If we were feeling especially generous and decided to fix his mistakes, the rest of the homophone sequences, excluding cipher characters 99, 108, 111, 147, 229, 233 and 265 (i.e. the substitution errors and not necessarily spelling errors in the plaintext), I think you would see perfect cycles for every substitution except for "L." That’s what I’m seeing in my data.
That’s really interesting. I wonder what’s up with L, you may start to think he wanted to give a hint.
Not sure what you mean with the first question. Yes, a flat distribution between 12, 13, 31, 21, 23 and 32 etc is of best interest for hiding doubles. Are you counting by double L’s? In my previous table, I mistakenly counted bigram repeats instead of bigram frequencies.
This answered my question. I was talking about the double "LL"s and not the overall cycling behavior for "L." It seems like the lack of flatness in bigrams frequencies for"LL" is unique to this letter, and it would seem like an intentional clue, but this is also what drives me nuts about 408, because there is a solid case that he might have realized that he didn’t have enough substitutions for "L" and went back over his work to muddy things up later on.
L3 isn’t substituted until the fourth row.
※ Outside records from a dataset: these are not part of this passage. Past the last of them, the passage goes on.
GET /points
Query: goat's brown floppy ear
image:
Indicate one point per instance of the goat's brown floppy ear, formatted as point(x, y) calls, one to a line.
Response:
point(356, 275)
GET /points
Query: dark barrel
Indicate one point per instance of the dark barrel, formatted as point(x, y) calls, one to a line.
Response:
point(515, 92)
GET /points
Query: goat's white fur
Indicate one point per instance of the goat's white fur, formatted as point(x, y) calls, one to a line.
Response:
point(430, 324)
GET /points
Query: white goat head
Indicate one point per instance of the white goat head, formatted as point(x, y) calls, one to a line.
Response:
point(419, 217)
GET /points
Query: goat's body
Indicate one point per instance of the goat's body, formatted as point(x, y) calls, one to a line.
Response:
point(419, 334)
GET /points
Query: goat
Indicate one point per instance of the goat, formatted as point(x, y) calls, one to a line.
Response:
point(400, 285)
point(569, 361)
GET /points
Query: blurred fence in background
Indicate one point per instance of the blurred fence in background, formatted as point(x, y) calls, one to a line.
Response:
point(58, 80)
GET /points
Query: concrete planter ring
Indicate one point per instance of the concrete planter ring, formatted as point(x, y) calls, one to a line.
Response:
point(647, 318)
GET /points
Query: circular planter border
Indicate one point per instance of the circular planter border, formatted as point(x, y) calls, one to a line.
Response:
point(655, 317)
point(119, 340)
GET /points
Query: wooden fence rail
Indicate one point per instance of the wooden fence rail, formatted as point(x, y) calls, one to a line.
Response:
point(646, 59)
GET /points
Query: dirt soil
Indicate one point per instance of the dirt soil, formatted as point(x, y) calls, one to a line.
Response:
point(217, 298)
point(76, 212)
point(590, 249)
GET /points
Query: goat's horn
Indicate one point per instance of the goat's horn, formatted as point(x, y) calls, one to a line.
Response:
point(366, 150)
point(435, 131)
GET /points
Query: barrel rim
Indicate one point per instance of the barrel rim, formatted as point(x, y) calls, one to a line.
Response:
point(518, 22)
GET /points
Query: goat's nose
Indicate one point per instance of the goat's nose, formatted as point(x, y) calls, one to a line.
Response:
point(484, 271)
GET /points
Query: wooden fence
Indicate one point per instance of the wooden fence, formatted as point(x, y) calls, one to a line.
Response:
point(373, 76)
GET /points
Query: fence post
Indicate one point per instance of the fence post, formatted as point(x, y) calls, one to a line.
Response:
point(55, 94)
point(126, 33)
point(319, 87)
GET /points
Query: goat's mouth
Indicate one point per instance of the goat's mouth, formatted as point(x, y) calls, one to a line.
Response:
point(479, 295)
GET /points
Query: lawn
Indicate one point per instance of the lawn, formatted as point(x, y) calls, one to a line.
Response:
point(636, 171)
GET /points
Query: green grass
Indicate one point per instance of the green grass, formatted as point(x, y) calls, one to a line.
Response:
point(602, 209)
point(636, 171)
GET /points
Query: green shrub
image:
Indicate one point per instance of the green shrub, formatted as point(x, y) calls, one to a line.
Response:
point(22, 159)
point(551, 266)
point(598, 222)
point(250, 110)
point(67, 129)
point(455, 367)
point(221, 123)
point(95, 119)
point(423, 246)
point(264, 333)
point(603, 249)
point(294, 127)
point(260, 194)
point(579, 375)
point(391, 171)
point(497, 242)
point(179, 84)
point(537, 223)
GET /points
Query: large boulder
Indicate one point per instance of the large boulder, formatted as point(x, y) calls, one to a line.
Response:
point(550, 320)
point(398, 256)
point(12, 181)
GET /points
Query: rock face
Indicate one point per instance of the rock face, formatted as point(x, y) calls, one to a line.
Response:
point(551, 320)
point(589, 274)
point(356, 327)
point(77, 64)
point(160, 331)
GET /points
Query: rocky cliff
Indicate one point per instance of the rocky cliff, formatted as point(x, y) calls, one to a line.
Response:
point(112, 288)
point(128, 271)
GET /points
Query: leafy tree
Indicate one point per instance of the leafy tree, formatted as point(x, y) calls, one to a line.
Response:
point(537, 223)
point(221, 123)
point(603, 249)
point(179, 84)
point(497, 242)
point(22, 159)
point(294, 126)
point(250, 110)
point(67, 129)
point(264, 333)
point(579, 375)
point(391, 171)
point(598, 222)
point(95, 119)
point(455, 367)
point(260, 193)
That might be funky/deliberate shenanigans by the author, but there’s also the possibility that he only had 2 homophones for "L" when he first started then went back and filled in some of the L1s to make things more confusing.
If he did that then he’s have 1212121212121211211…etc. It’s like everything he did is perfectly designed to make his encryption behavior ambiguous.
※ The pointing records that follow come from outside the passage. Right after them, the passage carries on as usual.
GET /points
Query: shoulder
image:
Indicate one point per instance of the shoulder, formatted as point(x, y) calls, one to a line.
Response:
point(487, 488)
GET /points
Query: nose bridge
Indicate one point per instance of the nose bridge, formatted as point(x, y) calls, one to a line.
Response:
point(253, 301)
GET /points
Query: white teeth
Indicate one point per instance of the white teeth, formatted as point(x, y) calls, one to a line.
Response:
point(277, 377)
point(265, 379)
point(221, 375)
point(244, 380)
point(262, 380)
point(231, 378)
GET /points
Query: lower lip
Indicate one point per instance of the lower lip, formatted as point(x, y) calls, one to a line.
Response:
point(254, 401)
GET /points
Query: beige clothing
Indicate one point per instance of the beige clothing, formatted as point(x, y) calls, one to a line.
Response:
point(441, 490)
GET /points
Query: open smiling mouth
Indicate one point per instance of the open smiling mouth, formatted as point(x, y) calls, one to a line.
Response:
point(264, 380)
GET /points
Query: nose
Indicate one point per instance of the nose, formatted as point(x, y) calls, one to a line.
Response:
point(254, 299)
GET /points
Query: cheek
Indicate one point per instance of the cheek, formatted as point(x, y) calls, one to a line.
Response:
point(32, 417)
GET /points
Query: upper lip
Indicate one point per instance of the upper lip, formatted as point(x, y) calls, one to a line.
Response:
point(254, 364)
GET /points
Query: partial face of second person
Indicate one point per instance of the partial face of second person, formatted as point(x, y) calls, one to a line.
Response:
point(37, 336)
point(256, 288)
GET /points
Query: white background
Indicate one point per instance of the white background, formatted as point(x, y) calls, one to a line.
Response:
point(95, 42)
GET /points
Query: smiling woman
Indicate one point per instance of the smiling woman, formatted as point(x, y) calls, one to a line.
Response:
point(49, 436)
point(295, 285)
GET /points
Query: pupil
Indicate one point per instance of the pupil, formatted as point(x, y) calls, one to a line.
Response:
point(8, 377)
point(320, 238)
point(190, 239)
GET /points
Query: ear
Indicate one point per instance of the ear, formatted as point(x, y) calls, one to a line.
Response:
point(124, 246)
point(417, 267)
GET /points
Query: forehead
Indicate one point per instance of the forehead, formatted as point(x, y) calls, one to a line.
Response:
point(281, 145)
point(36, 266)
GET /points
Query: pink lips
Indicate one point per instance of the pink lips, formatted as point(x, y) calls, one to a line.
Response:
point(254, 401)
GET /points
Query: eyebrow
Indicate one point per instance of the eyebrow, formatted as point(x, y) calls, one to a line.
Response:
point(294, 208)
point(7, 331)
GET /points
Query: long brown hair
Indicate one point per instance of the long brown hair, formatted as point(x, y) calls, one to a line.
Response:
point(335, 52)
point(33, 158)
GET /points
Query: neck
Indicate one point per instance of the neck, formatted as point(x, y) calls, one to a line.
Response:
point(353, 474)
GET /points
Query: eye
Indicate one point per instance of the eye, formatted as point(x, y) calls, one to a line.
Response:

That’s part of the reason I’m so upset about [SLOI]. As far as I can tell, there are like five or six plausible explanations for why this mistake was made and all of them have major problems.
That’s really interesting. I wonder what’s up with L, you may start to think he wanted to give a hint.
You know, I’ve been wondering about that myself. It is insane how many times he uses the trigram [ILL] in the cipher. [KILL] shows up 4 times, [WILL] shows up 4 times, and he’s also got [THRILL] in there. Those words are like 8% of the entire cipher and the result is that the plaintext sounds extremely dumb. He has every possible permutation of the word [KILL] except for present tense. I’m frankly surprised that he didn’t throw [KILLINATION] or [KILLOCITY] in there. It feels like a joke, but I don’t know. Maybe that’s just how the guy talks. The plaintext does sort of feel a bit like trolling, though.